Er nehme das Anliegen der Anwohner sehr ernst und wünsche sich eine Lösung, mit der alle gut leben können, hatte der Umweltsenator in Findorff mitgeteilt. Die Sitzung des Findorffer Bauausschusses beschäftigte sich am selben Abend aber bereits mit der Zeit nach der Rodung. Dem Vorschlag des Senators, eine Verlegung der Oberleitungen zu prüfen, hielt DB-Vertreter Christian Hieke Kosten in Millionenhöhe und eine jahrelange Vorlaufzeit entgegen. Noch plane das Unternehmen die Fällungsmaßnahmen vor Jahresende. Die Arbeiten würden an der Münchener Straße beginnen und abschnittsweise erfolgen, so der Serviceleiter Fahrbahnpflege.

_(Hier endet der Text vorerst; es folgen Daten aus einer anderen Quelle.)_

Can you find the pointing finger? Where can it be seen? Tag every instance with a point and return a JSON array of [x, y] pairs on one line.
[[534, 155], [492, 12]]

Dass der vorhandene Strauchbestand und der Efeubewuchs an der Lärmschutzwand weitestmöglich erhalten werden sollen, hatte die DB-Delegation den Findorffern bereits am Nachmittag zugesagt. Schon im Januar könne mit Nachpflanzungen begonnen werden, die künftig aber nicht höher als die Lärmschutzwand werden sollen, so Hieke. Die Bahn stellt sich an der Böschung die Pflanzung von heimischem Buschwerk vor, das innerhalb kurzer Zeit zu einem „grünen Vorhang“ für die Bewohner wachsen werde. Von den 15 Bäumen, die wegen ihres Stammumfangs von mehr als 120 Zentimetern unter die Baumschutzverordnung fallen, könnten acht über Rückschnittmaßnahmen erhalten werden, erklärten Vertreter des Umweltbetriebs Bremen dem Ausschuss. Als Ersatz für die sieben geschützten Straßenbäume, die gefällt werden müssen, würden zehn Bäume kleinwüchsiger Arten gepflanzt, die maximal zehn bis zwölf Meter Höhe erreichen. Wie groß der Verlust für die Anwohner sein wird, hatte Jutta Schäfer-Böhle dem Beirat bereits im November geschildert – der Stadtteil-Kurier berichtete. Jahrzehntelang hatten die Nachbarn ihre „grüne Lunge“ gehegt und gepflegt und auch mit finanzieller Unterstützung des Beirats aufgeforstet. „Es wird nie wieder so sein wie jetzt“, bedauerte die Findorfferin.